Cr is an element that stabilizes the austenite phase at cryogenic temperatures and effectively contributes to improving the cryogenic toughness and the steel material strength. It is also an effective element for forming microcrystalline regions. To achieve these effects, the Cr content needs to be 1.0% or more. On the other hand, when the content exceeds 8.0%, Cr carbides are formed, and the cryogenic toughness and the stress corrosion cracking resistance are deteriorated. Therefore, the Cr content is preferably in a range of 1.0% to 8.0%. It is more preferably 2.5% or more. It is more preferably 7.0% or less. It is still more preferably 3.5% or more. It is still more preferably 6.5% or less.

[Optional Composition of Steel Material]

The above components are the basic composition of the steel material. In addition to the basic composition, the composition of the steel material may further contain at least one selected from the following as optional components: V: 2.00% or less, Ti: 1.00% or less, Nb: 1.00% or less, Al: 0.100% or less, Cu: 1.00% or less, N: 0.120% or less, O (oxygen): 0.0050% or less, B: 0.0030% or less, and REM: 0.0200% or less.
[V: 2.00% or less]
V is an element that contributes to stabilizing the austenite phase and also contributes to improving the strength of a steel material and improving the cryogenic toughness. To achieve these effects, the V content is preferably 0.001% or more. On the other hand, when the V content exceeds 2.00%, coarse carbonitrides increase, which serve as starting points for fracture and deteriorate the cryogenic impact toughness. Therefore, if contained, the V content is preferably 2.00% or less. It is more preferably 0.003% or more. It is more preferably 1.70% or less. It is still more preferably 1.50% or less.
[Ti: 1.00% or less]
When Ti is contained in an amount exceeding 1.00%, carbides are coarsened and serve as starting points for fracture, and deteriorate the cryogenic toughness. Therefore, the Ti content is preferably 1.00% or less. It is more preferably 0.50% or less.
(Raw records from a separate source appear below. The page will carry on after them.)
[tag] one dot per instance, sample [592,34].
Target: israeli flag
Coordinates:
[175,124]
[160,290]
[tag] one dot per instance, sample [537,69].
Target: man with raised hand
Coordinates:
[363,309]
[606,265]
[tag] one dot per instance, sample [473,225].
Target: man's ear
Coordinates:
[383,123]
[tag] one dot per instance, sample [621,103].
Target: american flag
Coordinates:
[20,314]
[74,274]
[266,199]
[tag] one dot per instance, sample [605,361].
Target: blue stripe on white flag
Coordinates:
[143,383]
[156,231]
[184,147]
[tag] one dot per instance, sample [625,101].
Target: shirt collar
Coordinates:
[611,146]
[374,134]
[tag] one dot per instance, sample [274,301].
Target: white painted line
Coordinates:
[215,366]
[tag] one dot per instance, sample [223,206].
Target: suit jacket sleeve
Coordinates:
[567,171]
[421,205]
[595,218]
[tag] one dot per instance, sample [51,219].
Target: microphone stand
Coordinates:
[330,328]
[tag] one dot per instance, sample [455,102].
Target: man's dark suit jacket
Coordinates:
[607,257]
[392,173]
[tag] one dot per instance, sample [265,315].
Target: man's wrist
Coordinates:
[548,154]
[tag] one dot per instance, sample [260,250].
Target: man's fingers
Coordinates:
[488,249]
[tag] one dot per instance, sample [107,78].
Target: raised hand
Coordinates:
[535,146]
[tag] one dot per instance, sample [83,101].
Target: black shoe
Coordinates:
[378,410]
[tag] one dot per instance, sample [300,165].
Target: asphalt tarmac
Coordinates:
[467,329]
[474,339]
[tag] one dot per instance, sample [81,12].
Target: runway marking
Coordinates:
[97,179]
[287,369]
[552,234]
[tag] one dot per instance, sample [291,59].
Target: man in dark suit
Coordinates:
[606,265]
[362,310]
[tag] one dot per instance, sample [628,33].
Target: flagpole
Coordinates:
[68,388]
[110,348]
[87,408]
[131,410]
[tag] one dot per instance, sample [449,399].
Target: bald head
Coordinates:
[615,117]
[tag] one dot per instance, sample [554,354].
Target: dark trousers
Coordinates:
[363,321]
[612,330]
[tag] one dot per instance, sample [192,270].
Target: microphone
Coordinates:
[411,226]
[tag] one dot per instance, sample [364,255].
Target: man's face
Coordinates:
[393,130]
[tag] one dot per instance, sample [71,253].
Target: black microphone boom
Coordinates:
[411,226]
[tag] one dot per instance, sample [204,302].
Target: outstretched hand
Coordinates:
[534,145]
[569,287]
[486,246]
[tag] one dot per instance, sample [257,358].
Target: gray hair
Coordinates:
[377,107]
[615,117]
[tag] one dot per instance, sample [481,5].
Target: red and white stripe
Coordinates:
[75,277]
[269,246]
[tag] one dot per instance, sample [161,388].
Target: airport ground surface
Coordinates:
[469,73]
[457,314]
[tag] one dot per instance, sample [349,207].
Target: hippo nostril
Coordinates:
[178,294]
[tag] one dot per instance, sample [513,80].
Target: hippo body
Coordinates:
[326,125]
It is still more preferably 0.30% or less.
[Nb: 1.00% or less]
When Nb is contained in an amount exceeding 1.00%, carbides are coarsened and serve as starting points for fracture, and deteriorate the cryogenic toughness. Therefore, the Nb content is preferably 1.00% or less. It is more preferably 0.50% or less. It is still more preferably 0.30% or less.

[Al: 0.100% or Less]

Al acts as a deoxidizer and is the most commonly used element in a molten steel deoxidizing process of a steel material. To achieve this effect, the Al content is preferably 0.001% or more. On the other hand, when the Al content exceeds 0.100%, Al is mixed into a weld metal portion during welding, which deteriorates the toughness of the weld metal. Therefore, the Al content is preferably in a range of 0.100% or less. It is more preferably 0.020% or more. It is more preferably 0.060% or less. It is still more preferably 0.030% or more. It is still more preferably 0.040% or less.

[Cu: 1.00% or Less]

Cu is an element that contributes to increasing the strength of a steel material through increasing hardenability and through solid solution strengthening. To ensure this effect, the Cu content is preferably 0.001% or more. On the other hand, when the content exceeds 1.00%, the weldability is deteriorated, and defects are likely to occur during the production of steel material. Therefore, if contained, the Cu content is preferably in a range of 0.001% to 1.00%. It is more preferably 0.10% or more. It is more preferably 0.70% or less. It is still more preferably 0.25% or more. It is still more preferably 0.60% or less.

[N: 0.120% or Less]

N is an element that stabilizes the austenite phase and effectively contributes to improving the cryogenic toughness. To achieve this effect, the N content is preferably 0.005% or more. On the other hand, when the N content exceeds 0.120%, nitrides or carbonitrides are coarsened, and the cryogenic toughness is deteriorated. Therefore, the N content is preferably in a range of 0.005% to 0.120%. It is more preferably 0.006% or more. It is more preferably 0.040% or less. It is still more preferably 0.020% or more.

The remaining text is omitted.